BY ARKA TECH
We hope two new positions, one in the administration and one in the Student Government Association, will produce big results for Arkansas Tech University.
Both positions deal with diversity and inclusion and thus far we have every reason to believe the university is serious about its desire to make significant gains in both areas.
Earlier this month Dr. MarTeze Hammonds was introduced as associate dean for diversity and inclusion, a new position on campus.
Also this month, Adrian Speck, a senior from Dardanelle, became secretary of diversity and inclusion, a new position within the SGA.
Yes, the university has talked about diversity, has taken some steps toward increasing the diversity among our students, staff and faculty.
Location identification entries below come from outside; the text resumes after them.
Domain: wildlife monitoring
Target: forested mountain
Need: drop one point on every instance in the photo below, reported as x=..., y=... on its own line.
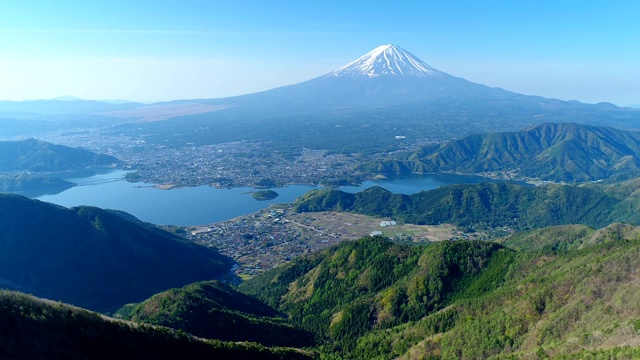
x=94, y=258
x=214, y=310
x=484, y=205
x=465, y=300
x=39, y=156
x=33, y=328
x=558, y=152
x=32, y=183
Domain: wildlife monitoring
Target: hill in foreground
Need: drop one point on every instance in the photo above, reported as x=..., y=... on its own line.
x=94, y=258
x=465, y=300
x=214, y=310
x=33, y=328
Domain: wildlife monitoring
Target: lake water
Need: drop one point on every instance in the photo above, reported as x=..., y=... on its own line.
x=204, y=204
But there is obviously much progress that still needs to be made in that area.
Hammonds appears to be well aware of that fact. In comments attributed to him in a university news release after his appointment, Hammonds had this to say:
“I have the ability to come in, roll up my sleeves, introduce some new initiatives and most importantly do some training to move the campus in a way that it becomes more inclusive,” he said.
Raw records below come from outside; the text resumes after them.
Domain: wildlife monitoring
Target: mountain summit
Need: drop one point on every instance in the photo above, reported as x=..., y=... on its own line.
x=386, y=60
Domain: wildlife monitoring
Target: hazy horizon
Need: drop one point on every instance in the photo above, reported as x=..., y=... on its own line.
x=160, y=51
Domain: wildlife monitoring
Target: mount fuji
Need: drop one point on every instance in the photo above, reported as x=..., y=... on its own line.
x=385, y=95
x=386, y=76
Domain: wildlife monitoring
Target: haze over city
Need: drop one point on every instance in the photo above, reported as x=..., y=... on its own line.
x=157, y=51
“I like a really good challenge. After reading some of the numbers, research and history, it felt like the right fit for me to come in, take what is already existing and build upon that to create a situation where every student feels included no matter who they are, even before they arrive on this campus.”
In that regard, Hammonds echoes a theme that has been introduced on several occasions by Tech President Dr. Robin Bowen, who appears committed to the concept of diversity and inclusion and making both an important part of this campus.
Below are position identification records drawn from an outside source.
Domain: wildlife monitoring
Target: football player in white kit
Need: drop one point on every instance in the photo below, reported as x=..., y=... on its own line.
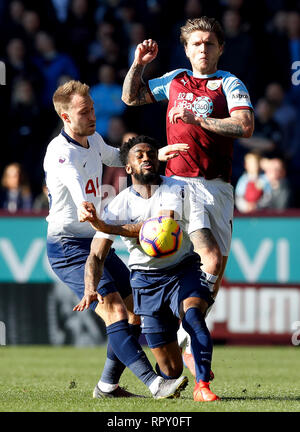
x=164, y=289
x=73, y=169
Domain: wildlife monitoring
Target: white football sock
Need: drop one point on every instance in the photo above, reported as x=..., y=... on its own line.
x=106, y=387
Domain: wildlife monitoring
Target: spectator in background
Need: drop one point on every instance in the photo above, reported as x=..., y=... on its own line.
x=276, y=52
x=239, y=53
x=15, y=193
x=267, y=137
x=107, y=98
x=137, y=34
x=80, y=27
x=32, y=25
x=12, y=22
x=280, y=195
x=52, y=65
x=285, y=115
x=251, y=186
x=115, y=177
x=293, y=31
x=19, y=64
x=41, y=201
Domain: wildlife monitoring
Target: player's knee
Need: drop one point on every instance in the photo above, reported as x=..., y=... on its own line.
x=212, y=260
x=195, y=302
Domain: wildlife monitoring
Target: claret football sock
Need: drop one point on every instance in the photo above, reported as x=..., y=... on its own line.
x=129, y=351
x=194, y=323
x=160, y=373
x=211, y=280
x=112, y=370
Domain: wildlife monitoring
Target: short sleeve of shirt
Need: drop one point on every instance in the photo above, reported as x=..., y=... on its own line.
x=236, y=94
x=159, y=87
x=66, y=166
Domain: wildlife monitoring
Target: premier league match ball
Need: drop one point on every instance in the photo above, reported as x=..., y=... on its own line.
x=160, y=236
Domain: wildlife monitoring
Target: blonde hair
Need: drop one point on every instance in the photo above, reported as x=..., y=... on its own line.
x=64, y=93
x=204, y=24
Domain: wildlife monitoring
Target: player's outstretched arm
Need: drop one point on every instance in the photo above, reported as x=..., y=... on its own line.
x=87, y=213
x=170, y=151
x=93, y=272
x=240, y=124
x=135, y=92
In fact, during the fall semester Bowen initiated a consultative process to evaluate how Tech approaches issues related to diversity and inclusion.
There is no question that the university, when it comes to our student population, has become more diverse. According to the same university relations news release, 10 percent of our students identified themselves as members of an ethnic minority group 10 years ago. Now that figure is up to 22.4 percent.
Figures also show that African-American enrollment has increased by 244 percent from 2004-2014, while Hispanic enrollment has increased by 522 percent over that same span of time.
So yes, the campus is becoming more diverse. The challenge now is to do exactly what Hammonds has suggested, and that is, making every student feel he or she is included.
“So many have talked about the idea of social justice, but not in the way we are talking about it now,” Hammonds said in the release. “It’s not binary between black and white. We want to make sure it is clear that here at Arkansas Tech, social justice stems into all of the identities. We all have layers of identities. The intersections of those identities should be respected. It is the norm to have diversity on this campus.”
It will not be an easy task but the university appears well prepared and deeply committed to make diversity and inclusion a reality on this campus.